Maud works alongside Louisa Emmitt - Louisa and her sister Alice were the daughters of George Emmitt, a plumber and builder, born in Streatham, London. Louisa trained as a nurse and is to be found working in Bermondsey Workhouse in 1891 and as a hospital nurse in 1901.
George died in 1923, leaving the sisters a bit of money - perhaps he had also provided the inital seed money for the nursing home. Maud died in 1946 in Brentford.
- son Richard Rendle 1863
was born in St Thomas, Exeter. After his parents' death, his guardian was his aunt, Ellen Sansom Bawden but he died young in Hastings in 1880 - the cause of death was consumption.

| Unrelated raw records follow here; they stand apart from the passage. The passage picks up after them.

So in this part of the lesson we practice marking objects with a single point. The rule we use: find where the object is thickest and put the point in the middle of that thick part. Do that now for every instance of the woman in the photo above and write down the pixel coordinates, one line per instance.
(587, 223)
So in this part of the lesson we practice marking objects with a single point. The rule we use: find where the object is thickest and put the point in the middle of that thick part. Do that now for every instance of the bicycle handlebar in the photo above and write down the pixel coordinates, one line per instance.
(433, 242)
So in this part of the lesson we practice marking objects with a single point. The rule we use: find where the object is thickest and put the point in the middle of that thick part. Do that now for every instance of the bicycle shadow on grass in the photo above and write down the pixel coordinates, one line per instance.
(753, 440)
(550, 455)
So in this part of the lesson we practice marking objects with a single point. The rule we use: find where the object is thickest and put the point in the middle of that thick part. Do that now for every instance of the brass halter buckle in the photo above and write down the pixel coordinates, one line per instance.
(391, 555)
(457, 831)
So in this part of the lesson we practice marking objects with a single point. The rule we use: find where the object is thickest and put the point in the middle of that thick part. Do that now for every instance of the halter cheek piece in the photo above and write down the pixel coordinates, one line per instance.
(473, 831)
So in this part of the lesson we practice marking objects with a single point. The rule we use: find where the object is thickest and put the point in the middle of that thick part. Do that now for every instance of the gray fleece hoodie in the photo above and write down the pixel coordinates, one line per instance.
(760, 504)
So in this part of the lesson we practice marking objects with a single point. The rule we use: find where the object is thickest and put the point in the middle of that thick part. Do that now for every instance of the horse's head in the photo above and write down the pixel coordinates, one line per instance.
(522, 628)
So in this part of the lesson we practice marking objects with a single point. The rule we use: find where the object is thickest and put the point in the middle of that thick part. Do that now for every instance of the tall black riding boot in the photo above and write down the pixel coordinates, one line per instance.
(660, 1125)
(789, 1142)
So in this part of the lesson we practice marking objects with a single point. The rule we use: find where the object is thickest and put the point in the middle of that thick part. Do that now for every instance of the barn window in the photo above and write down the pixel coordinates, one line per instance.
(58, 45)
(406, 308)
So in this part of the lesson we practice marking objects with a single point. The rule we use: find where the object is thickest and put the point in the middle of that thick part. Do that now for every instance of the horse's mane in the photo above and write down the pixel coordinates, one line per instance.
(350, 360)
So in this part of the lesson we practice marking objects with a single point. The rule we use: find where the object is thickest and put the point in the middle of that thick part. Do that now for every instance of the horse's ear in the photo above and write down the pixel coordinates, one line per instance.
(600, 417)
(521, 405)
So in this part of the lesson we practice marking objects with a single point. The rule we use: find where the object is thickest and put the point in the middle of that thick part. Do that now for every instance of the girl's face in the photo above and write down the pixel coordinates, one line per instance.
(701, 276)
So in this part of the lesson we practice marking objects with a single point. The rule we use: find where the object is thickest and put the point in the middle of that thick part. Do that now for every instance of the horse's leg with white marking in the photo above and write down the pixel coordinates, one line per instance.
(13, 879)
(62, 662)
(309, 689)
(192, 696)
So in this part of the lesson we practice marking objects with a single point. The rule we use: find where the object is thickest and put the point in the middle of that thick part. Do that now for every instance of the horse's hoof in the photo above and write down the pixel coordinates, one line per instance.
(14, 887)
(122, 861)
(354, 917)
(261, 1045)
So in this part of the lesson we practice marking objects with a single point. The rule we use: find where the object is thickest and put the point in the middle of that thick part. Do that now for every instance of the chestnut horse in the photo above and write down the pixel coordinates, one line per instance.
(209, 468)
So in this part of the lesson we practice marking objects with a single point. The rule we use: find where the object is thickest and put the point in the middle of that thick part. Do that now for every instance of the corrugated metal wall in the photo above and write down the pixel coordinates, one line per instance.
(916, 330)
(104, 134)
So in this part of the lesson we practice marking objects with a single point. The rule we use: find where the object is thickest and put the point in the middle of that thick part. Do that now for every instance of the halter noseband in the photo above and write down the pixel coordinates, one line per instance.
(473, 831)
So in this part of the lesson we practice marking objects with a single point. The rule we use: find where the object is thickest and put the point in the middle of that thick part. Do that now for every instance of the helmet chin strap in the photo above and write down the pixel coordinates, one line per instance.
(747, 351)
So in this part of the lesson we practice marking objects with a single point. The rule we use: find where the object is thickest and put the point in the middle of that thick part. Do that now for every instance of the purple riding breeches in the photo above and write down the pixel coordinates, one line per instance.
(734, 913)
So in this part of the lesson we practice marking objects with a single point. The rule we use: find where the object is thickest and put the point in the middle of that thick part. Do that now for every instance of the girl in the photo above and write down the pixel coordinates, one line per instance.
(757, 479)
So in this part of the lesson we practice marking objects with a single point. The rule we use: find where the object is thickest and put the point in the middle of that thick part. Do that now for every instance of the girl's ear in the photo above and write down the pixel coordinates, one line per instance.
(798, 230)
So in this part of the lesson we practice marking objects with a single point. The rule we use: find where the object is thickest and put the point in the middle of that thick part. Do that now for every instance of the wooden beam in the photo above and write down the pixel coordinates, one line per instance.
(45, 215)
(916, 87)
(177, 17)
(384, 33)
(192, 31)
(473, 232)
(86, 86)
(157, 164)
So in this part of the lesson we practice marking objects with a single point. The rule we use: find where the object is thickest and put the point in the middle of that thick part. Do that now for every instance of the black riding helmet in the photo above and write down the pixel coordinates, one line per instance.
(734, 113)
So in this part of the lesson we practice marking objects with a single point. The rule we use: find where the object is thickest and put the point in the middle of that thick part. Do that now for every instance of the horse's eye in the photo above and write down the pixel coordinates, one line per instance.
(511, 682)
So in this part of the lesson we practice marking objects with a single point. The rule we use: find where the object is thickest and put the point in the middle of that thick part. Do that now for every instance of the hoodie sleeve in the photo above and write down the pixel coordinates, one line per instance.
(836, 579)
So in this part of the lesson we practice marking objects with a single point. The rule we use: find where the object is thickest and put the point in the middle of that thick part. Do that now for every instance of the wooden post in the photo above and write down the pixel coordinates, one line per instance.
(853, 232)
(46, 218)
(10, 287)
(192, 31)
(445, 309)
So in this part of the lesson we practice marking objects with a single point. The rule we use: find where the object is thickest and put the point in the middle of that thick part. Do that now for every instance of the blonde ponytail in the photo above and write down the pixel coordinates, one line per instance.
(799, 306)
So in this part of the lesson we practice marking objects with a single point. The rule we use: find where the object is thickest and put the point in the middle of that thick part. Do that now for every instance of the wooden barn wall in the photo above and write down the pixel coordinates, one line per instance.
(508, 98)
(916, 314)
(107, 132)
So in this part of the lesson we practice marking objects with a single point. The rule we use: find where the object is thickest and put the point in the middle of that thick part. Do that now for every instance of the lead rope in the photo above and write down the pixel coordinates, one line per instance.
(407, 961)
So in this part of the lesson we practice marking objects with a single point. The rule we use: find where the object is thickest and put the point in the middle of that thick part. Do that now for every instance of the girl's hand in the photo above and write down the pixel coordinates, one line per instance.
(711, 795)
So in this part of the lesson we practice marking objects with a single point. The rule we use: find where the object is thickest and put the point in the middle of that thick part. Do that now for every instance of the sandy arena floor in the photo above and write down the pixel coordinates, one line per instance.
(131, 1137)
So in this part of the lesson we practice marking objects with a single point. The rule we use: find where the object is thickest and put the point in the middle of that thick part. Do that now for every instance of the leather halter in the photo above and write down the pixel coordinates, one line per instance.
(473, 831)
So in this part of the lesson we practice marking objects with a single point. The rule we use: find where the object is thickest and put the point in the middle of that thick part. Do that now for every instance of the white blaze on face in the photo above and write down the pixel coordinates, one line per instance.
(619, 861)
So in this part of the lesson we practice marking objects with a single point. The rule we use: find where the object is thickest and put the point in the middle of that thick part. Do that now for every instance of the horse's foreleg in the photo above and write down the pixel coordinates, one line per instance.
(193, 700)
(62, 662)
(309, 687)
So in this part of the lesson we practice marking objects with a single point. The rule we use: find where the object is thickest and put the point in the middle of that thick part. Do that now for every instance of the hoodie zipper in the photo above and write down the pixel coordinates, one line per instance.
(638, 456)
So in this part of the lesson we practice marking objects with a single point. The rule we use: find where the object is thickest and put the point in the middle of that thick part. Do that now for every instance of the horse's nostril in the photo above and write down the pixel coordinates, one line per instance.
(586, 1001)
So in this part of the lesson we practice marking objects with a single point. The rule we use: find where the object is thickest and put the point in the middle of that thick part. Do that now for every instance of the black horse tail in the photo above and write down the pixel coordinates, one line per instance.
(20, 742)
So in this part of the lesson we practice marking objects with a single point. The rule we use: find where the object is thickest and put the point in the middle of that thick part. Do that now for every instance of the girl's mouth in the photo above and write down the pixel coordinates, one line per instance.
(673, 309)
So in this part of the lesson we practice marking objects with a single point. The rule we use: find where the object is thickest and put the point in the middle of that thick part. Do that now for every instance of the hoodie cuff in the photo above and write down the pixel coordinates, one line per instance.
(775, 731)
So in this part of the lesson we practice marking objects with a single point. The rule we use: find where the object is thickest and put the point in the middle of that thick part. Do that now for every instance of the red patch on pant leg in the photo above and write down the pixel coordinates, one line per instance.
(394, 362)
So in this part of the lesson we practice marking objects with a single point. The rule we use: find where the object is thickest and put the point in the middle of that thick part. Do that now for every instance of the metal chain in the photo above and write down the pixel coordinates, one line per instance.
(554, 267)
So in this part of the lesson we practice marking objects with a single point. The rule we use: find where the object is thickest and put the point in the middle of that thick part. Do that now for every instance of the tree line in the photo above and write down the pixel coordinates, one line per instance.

NB his sister Florence married in Hastings in 1881 - was Richard living there with her?
- daughter Ann Mabel 1870 was
born in Woodbury but dies in 1872
- son Richard 1831. In 1841, he was with his parents in Treveor, a small hamlet west of Gorran Churchtown. He arrived
in Australia on "Sir Edward Parry" in October 1852 - an agricultural
labourer from Cornwall, he was a Wesleyan, could read only, was aged
21, employment "on own account". Richard marries in Australia but not too successfully - in 1865 the Gippsland Times (Victoria) of 21/1/1865 and 2/2/1865 reports from Sale Police Court that 'Richard Uglow, charged with deserting his wife and family, was ordered to pay 7s a week towards their maintenance.' (thanks to Jocelyn Bond). Decades later, in the Lloyds Weekly Newspaper 27th December 1891, they have a 'long lost relatives' column and one of Richard's nieces is trying to contact him.